Велик соблазн вернуть себя в город юности, если не мировой, так уж, по крайней мере, европейской знаменитостью, по-барски, с оттенком снисходительности, играющим на квит с толпой подобострастных рабов. Признаться, мне никогда не улыбалась такая доля, фантазий на сей счет не копил. Странное устройство характера выбирало покинутый заурядный пост, куда я заступал часовым. Незаметность присутствия вскоре перерастала в незаменимость — по причине отсутствия кандидатов на подмену. Но всякий раз случалось нечто, отвратительным образом понуждающее к зависимости от бесконечно никому не нужного, и тогда я отправлялся на поиск очередной одинокой заставы.
Спустя без малого тридцать лет навестить забытые пенаты меня вынудила необходимость принять в наследование родительскую квартиру, распорядиться о продаже и на все про все немилосердное столичное начальство отвело двое суток. Расторопный нотариус подготовился заблаговременно, сутки прошли в хлопотах. В оставшийся день состоялся осмотр квартиры представителем агентства, взявшего на себя труд избавить меня от никчемных метров. Представителем оказалась она — предмет моего подросткового поклонения, мало переменившаяся: квадратное туловище без шеи на коротких ножках; длинный нос; припухлости вместо груди; маленькие глаза на выкате. Волос стало меньше, проплешины скрывала ядовитого тона краска. Постояли, поцокали языками, дружно рассмеялись, обнялись.

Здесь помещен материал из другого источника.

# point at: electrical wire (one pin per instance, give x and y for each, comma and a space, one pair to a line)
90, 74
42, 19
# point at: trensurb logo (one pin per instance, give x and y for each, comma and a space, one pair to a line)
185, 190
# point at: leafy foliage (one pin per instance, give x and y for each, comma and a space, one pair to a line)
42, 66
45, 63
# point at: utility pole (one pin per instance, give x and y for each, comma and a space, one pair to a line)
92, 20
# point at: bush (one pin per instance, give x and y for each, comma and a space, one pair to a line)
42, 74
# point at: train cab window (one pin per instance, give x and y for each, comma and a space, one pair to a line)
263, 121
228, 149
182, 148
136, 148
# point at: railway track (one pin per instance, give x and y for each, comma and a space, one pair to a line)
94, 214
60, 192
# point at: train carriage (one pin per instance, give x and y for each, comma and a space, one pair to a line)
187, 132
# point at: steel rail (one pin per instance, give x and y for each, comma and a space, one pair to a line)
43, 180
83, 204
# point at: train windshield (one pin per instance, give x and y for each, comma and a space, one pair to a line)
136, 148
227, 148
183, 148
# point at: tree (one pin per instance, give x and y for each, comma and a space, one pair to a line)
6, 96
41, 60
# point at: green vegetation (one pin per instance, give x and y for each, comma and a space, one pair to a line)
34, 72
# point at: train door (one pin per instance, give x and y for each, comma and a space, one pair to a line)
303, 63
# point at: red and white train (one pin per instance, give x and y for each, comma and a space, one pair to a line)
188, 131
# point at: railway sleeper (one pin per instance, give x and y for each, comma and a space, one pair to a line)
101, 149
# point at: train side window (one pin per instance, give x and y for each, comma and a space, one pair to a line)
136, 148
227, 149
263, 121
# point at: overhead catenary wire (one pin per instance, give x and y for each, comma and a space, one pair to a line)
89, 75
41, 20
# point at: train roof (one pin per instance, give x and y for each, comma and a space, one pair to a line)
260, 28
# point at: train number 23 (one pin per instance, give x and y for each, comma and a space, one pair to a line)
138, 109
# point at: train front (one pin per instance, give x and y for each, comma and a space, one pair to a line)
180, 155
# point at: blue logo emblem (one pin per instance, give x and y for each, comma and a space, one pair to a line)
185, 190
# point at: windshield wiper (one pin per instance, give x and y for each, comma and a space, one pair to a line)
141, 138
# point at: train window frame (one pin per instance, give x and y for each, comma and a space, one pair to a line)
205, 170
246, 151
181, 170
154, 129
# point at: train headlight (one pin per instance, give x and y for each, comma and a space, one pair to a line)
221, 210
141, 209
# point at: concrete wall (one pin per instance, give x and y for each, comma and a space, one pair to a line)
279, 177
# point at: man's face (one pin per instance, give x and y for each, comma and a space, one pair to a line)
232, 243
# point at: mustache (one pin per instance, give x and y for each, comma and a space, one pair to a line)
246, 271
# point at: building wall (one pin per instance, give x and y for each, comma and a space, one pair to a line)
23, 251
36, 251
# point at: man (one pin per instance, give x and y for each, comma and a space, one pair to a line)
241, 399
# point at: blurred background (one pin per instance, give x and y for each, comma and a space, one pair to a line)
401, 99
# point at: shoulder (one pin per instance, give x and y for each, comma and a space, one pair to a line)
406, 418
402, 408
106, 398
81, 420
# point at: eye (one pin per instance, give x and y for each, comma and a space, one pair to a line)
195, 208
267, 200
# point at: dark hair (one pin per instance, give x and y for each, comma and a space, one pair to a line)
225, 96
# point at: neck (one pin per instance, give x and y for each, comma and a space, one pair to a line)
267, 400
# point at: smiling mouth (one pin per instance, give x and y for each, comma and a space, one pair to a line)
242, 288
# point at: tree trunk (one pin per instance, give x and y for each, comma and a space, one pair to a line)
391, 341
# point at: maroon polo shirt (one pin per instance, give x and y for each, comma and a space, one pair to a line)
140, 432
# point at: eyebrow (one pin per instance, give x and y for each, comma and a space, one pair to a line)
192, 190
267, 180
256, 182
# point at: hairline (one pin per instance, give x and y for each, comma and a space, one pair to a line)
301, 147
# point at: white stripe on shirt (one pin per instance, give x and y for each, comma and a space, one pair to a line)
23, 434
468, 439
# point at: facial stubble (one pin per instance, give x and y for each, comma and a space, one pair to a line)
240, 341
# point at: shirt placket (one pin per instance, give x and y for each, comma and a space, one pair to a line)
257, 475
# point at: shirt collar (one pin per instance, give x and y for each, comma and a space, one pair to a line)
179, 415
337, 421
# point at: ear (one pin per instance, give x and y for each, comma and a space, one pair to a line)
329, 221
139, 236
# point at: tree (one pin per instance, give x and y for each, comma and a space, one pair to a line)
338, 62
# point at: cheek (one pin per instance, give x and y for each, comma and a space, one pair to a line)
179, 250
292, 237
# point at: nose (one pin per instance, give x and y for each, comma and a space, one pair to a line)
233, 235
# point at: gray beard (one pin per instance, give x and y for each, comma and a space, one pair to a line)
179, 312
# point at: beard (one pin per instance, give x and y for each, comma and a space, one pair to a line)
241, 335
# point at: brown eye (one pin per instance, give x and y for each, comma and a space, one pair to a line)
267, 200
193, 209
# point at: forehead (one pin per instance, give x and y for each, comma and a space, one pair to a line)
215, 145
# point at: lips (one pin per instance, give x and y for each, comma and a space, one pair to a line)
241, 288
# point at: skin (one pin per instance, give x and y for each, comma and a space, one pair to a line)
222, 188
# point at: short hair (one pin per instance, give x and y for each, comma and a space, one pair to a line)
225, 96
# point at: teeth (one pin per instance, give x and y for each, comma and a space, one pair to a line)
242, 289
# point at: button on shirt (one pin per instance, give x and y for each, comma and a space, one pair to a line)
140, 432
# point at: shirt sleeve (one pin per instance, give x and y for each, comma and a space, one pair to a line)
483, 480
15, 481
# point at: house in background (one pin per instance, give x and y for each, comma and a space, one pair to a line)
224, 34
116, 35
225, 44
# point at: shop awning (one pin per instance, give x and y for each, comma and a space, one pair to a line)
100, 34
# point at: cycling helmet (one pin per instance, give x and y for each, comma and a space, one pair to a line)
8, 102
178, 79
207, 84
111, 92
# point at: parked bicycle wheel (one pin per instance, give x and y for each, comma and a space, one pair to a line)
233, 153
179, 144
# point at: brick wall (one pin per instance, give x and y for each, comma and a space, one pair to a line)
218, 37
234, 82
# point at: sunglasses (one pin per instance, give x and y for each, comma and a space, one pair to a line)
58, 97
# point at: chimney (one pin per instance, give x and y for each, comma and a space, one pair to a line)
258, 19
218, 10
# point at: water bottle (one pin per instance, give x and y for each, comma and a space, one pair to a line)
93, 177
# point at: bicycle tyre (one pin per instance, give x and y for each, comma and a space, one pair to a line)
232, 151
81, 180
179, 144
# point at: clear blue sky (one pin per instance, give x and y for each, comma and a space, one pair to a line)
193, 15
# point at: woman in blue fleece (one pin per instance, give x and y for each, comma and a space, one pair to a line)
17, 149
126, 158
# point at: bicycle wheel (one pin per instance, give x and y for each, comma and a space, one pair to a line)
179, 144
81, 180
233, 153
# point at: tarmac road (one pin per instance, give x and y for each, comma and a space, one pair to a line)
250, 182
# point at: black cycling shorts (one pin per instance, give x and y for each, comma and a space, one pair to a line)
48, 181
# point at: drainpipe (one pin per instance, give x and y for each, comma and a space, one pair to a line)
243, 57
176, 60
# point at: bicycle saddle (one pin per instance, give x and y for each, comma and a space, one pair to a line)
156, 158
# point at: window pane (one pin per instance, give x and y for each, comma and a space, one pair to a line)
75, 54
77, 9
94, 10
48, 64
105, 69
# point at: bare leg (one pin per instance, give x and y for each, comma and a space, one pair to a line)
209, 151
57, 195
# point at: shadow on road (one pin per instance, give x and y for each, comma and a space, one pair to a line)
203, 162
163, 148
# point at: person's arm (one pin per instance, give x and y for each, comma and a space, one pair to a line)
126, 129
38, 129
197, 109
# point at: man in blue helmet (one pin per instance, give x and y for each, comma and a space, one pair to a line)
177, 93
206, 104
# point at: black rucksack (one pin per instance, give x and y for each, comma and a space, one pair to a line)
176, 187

Никого не осталось, продаю; закончила консерваторию, подрабатываю; нет, на день, разведен; замужем, двое детей; не до шахмат; родители живы, постоянно болеют; разучился, командировки, питаюсь в бистро; помнишь?; проходи.
Обходя многочисленные комнаты, она непрестанно удивлялась сохранности лепнин, строгости линий оконных проемов, тусклому отблеску старинного паркета, наивно и сокрушенно что-то сопоставляя и сравнивая — точь-в-точь, как некогда ее отец. Завершив дело, подписали необходимые бумаги. Мебель успели вывезти, дом был пуст.
В дороге вспоминали мое громкое исключение из гимназии, оказалось, и она прошла через позор допросов. От непоправимого решения ее спас дедушка, в его честь назван сын. Так вышли на улицу Пастера.
Поздно, неловко; следует отметить, семья на даче.>
В дедушкиной комнате расположилась детская, взамен старой стиральной машины появилась иная, современной конструкции, в спальне переменили обои и поселили тяжеловесного монстра вместимостью на две персоны.
Она переоделась в халат, разнообразно и вкусно угощала, затем взяла меня за руку и повела в дальнюю каморку, где обычно, неведомо зачем, хранят списанное за ненадобностью; отбросив пустые картонки, ветхий зонт и россыпь почтовых открыток присела на крохотную односпальную кровать. Я сел рядом.
В молчании, одолевшем немоту прошедших десятилетий, посреди пыльного хлама, издающего сладкий гнилостный запах заброшенного жилья, с легким сердцем, я проклял свою судьбу. Последующие события подробно указаны в деле, простите, истории болезни, теперь позвольте вас оставить, боюсь быть не допущенным к обеду.
Бульдожьи складки на лице пожилого врача, старомодного вида и образа мыслей, недавно получившего последнее в карьере назначение — место заведующего отделением в психиатрической лечебнице, остались неподвижны. Первое знакомство состоялось, и каких-либо причин нарушать мало знакомый распорядок он не находил. Поблагодарив за интервью, доктор кивнул санитару увести принудительно отбывающего лечение.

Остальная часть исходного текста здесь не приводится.